Their rich colours gleaming from the walls of the softly-lit gallery, the paintings are hung in chronological order, with usefully informative labels (no art-crit jargon), enabling you to follow the development of Dutch flower painting across the best part of two centuries, from its rise to its high point and on to what looks very much like its fall.
The invention of flower painting
A portrait of Jan Breughel the Elder and his family, c.1612, by Rubens. Image credit.
The story begins with Jan Breughel the Elder, who virtually invented flower painting and gained huge fame from it.
He is represented in this exhibition by a vigorous, brushy depiction of an arrangement of tulips, chrysanthemums, narcissi, roses, irises and other flowers in a well-painted glass vase. Look a little closer and you will find a butterfly, a beetle and a delicate fly.
The style developed by Breughel – dark background, flat picture space, symmetrical arrangement, each flower shown (as it were) full-face – became standard in the first phase of Dutch flower painting. The virtuosity, however, increased rapidly, as can be seen in Ambrosius Bosschaert the Elder’s exquisitely painted Still Life of Flowers in a Wan-Li Vase, which comes complete with three pearly seashells, a Red Admiral butterfly, a dragonfly, a caterpillar and a bee.
Ambrosius Bosschaert the Elder – ‘A Still Life of Flowers in a Wan-Li Vase’ (1609-10) Image credit: National Gallery
By the time you reach this magnificent picture, you might be thinking, ‘Just a minute – tulips, lilies, peonies, irises, marigolds, narcissi, roses, columbines, fritillaries, pinks, all in perfect full bloom at the same time? Surely not!’ You might also be thinking that the arrangements themselves are often structurally impossible.

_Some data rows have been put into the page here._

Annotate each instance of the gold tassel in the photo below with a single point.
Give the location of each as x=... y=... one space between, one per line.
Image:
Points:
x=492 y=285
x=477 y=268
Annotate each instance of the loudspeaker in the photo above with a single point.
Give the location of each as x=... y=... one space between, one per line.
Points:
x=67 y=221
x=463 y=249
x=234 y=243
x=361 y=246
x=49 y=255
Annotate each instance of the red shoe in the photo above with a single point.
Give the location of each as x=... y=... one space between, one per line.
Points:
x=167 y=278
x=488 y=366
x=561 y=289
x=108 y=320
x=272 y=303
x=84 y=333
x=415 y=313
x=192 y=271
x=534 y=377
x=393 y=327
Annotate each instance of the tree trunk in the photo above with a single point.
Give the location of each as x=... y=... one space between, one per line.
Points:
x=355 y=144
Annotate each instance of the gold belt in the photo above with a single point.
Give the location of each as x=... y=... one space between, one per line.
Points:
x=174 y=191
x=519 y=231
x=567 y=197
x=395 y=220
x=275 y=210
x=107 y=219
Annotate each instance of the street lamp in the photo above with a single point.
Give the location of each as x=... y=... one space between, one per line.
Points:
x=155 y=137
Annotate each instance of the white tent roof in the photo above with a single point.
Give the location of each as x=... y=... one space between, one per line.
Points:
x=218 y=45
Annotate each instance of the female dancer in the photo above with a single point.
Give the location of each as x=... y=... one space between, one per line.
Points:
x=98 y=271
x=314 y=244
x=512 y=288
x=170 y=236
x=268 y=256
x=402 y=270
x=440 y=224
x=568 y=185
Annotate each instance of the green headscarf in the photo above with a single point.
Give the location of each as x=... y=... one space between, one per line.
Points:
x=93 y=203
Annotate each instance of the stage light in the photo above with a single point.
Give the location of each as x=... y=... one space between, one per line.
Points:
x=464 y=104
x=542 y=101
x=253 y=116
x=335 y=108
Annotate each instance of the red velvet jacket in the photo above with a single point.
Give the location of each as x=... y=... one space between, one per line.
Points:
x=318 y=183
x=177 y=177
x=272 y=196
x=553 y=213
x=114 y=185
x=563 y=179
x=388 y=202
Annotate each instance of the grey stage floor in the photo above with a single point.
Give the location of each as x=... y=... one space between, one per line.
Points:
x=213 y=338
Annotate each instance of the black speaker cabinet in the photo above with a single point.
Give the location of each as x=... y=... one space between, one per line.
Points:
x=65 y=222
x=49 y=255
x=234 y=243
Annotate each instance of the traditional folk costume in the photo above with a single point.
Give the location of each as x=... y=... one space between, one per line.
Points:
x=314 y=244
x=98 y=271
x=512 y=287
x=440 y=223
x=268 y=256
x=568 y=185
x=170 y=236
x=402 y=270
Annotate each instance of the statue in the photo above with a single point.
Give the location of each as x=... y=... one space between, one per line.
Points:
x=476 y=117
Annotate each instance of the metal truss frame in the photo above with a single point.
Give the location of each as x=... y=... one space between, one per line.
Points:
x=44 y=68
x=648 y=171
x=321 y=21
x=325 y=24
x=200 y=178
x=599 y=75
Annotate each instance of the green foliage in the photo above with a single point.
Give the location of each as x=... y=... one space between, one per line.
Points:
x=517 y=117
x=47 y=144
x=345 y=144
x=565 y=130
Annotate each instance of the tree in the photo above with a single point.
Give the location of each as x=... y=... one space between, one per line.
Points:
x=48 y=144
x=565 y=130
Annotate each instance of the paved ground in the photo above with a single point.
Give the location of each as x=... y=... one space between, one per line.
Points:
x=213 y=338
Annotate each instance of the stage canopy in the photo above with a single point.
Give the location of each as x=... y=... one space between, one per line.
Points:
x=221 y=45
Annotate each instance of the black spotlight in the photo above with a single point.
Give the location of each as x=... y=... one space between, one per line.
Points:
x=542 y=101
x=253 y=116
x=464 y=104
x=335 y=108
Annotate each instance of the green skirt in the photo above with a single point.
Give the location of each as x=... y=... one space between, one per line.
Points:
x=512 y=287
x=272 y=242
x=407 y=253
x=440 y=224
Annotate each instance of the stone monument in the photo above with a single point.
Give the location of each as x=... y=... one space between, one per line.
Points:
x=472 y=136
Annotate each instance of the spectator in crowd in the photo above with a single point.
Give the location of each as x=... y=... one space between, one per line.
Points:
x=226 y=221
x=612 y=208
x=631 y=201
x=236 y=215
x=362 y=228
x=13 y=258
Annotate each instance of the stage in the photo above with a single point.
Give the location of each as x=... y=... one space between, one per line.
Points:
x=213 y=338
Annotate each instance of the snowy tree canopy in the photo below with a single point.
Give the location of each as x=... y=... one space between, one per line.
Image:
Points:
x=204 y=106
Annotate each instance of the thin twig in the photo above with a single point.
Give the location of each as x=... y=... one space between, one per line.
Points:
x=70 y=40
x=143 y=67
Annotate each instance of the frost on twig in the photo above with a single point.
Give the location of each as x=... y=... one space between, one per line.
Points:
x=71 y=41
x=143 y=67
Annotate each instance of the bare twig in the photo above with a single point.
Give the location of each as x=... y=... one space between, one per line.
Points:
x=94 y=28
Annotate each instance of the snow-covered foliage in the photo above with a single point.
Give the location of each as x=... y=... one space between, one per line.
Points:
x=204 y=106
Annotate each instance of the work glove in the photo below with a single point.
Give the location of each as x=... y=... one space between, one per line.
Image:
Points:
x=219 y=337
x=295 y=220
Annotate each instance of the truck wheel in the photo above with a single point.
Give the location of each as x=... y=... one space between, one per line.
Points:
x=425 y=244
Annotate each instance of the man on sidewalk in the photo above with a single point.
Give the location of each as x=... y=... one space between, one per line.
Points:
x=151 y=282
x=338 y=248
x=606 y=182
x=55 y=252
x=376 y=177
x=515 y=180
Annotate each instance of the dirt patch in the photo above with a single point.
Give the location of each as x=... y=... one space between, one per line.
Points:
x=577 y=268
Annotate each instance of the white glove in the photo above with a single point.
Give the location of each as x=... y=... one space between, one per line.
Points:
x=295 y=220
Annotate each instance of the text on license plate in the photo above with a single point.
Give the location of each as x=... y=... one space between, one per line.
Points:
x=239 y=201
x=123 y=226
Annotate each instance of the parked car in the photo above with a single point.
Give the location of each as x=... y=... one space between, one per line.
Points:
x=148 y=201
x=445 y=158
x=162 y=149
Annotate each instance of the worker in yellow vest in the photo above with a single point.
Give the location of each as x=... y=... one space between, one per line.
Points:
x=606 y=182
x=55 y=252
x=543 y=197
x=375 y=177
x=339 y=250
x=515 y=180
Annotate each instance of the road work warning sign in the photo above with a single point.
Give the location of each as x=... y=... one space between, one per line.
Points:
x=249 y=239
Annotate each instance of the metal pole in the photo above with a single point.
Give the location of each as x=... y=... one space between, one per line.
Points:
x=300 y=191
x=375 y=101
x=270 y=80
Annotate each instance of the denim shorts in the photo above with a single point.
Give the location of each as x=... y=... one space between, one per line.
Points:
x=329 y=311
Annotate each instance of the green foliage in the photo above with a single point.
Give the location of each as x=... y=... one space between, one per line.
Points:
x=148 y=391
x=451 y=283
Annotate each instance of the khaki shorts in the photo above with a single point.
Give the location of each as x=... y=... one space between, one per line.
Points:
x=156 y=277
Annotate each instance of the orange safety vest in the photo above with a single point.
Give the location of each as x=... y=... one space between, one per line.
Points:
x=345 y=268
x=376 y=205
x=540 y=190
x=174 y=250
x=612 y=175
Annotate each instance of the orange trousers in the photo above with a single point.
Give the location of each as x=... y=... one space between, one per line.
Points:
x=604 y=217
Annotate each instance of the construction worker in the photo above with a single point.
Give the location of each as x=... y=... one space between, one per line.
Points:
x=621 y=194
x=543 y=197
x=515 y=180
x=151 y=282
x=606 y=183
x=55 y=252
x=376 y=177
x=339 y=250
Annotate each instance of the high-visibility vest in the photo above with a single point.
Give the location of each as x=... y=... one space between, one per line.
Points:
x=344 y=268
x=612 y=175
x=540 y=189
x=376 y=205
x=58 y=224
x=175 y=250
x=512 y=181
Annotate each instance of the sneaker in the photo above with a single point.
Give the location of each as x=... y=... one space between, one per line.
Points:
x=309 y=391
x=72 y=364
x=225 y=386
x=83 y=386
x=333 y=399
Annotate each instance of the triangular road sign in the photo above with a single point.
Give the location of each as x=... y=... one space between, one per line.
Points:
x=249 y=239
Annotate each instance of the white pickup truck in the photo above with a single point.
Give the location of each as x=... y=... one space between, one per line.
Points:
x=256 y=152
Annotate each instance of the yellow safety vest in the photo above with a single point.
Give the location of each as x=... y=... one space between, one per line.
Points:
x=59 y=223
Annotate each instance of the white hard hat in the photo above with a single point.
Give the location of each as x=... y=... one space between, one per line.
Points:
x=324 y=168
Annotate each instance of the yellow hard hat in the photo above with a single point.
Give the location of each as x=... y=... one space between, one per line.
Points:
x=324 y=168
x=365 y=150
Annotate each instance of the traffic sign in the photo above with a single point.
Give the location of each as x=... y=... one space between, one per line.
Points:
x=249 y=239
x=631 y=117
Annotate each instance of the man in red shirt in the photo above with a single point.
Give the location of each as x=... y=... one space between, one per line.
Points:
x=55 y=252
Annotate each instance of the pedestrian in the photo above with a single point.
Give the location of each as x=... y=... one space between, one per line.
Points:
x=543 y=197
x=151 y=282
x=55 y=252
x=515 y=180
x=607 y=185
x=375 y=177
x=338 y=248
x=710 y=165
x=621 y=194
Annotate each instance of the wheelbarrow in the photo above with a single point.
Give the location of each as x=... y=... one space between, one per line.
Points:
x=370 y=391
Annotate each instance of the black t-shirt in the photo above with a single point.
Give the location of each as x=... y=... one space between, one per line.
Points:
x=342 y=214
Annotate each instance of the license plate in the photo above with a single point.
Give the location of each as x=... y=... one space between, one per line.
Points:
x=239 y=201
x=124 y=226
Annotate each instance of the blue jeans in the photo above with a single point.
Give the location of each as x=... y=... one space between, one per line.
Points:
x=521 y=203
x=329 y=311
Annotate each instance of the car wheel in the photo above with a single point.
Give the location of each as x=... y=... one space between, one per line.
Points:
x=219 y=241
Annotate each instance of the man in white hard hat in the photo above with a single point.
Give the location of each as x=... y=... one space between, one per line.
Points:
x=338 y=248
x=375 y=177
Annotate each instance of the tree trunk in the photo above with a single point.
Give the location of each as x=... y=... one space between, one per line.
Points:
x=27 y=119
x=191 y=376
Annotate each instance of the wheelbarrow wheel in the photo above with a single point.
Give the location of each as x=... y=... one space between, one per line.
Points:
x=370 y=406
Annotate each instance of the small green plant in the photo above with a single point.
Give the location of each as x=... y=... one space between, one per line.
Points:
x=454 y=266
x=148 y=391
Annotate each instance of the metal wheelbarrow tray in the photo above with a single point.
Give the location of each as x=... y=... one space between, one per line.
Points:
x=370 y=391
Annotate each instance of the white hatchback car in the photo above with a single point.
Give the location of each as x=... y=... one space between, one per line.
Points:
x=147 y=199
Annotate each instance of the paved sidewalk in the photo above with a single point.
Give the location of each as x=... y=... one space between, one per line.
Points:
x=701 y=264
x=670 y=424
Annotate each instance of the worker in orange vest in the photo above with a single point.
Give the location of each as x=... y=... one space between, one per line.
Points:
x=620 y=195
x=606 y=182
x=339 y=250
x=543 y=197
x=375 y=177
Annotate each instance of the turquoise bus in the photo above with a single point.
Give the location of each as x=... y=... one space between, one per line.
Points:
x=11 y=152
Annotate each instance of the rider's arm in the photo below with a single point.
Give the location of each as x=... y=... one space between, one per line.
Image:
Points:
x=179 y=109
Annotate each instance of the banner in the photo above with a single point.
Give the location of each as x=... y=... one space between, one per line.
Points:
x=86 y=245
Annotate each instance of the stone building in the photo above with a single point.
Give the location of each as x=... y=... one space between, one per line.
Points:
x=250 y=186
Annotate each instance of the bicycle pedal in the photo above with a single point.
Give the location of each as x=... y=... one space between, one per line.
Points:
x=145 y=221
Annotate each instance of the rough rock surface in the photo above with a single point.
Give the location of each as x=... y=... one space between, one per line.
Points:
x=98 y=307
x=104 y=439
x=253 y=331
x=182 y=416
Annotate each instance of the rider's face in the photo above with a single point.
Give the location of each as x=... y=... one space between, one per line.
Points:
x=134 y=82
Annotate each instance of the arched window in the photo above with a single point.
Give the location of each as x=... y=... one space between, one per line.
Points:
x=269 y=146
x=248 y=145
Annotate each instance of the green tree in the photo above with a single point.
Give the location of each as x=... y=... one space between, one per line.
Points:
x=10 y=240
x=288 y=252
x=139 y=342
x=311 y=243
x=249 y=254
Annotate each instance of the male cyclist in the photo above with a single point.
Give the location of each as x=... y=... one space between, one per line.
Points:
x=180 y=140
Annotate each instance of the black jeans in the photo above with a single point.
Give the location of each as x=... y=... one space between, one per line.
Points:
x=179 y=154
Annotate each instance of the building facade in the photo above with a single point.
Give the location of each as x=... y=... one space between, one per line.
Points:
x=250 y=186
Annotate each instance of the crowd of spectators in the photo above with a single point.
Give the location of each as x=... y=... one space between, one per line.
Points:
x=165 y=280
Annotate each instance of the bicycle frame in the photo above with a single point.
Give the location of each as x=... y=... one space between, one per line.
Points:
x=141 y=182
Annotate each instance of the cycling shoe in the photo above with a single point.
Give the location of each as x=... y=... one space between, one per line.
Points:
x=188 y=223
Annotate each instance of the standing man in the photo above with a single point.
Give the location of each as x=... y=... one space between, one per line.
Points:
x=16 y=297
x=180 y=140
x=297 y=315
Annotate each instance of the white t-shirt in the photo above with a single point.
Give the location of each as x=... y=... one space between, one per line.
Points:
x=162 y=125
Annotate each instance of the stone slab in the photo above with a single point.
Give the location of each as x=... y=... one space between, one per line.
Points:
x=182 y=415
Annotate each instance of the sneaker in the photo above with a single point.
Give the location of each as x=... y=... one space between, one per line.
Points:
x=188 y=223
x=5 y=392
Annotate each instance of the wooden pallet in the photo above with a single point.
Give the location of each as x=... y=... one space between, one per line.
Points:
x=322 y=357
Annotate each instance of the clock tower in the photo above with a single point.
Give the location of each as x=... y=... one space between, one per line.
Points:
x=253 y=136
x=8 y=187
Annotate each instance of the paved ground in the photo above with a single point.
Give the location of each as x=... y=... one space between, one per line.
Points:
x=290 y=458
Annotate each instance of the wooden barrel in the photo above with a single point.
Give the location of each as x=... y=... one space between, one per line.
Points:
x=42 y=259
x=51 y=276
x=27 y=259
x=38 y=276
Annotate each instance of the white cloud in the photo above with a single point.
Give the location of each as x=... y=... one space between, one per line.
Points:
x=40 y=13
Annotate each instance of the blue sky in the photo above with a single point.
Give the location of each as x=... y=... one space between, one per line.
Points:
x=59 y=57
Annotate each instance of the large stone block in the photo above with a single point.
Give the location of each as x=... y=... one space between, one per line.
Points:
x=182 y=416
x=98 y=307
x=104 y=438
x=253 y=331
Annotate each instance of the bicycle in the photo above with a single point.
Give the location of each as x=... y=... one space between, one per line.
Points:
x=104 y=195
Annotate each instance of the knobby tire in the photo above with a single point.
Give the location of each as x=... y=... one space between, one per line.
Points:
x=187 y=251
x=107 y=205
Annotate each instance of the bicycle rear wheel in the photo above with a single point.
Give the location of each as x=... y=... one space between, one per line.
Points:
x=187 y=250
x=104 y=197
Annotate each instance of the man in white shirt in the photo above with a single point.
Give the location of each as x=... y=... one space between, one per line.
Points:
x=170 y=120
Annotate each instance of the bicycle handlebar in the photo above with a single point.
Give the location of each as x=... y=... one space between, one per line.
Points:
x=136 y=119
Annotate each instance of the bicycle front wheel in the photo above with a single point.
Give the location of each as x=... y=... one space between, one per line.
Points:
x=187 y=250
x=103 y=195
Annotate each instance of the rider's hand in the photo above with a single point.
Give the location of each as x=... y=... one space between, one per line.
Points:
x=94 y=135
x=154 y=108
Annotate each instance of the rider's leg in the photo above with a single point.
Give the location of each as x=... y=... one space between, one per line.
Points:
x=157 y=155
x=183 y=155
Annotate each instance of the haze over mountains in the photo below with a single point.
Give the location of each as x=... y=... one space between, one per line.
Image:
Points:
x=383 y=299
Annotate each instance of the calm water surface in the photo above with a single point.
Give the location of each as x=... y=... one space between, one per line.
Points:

And you’d be right on both counts: these are not paintings of actual flower arrangements but of specimens – many of them too precious ever to be used as cut flowers – arranged by the artist on the canvas (actually not canvas – wood and copper were preferred, as showing off the colours more strongly). The aim was to display these flowers to best effect and with the maximum of botanical accuracy, not to provide ideas for home flower arrangers.
Osias Beert the Elder – Basket of Flowers (1600/1650). (Not from exhibition)
Some of these 17th-century pictures also carried a moral message. A painting by Osias Beert the Elder (no Youngers in this exhibition) emphasises the transience of natural beauty by showing fallen petals and leaves affected by insect damage. Another of Beert’s hammers the point home with an inscription: ‘What you see in these flowers, which appear so beautiful to you, will vanish. Beware. Only God’s world flourishes for ever.’
Jan Davidsz de Heem ‘Vase of Flowers’ (c.1660) Image credit: NGA
Stillness and dynamism
Dutch flower painting reached its peak with Jan Davidsz de Heem, who introduced movement and dynamism into his arrangements, with flowers facing in different directions and stems and tendrils breaking out in all directions. His Vase of Flowers livens things up with honeysuckle, ears of wheat and a bunch of redcurrants, and the complex reflections on the glass vase are beautifully rendered. This is flower painting with real impact.
Star of the show for me, however, is Dirck de Bray, whose Flowers in a White Stone Vase is a simple and perfectly balanced composition. This simplicity and the relatively loose brushwork give it an almost modern feel, and it has a welcome quality of stillness that contrasts with the dynamism of De Heem and Rachel Ruysch, whose strong diagonal compositions are full of movement.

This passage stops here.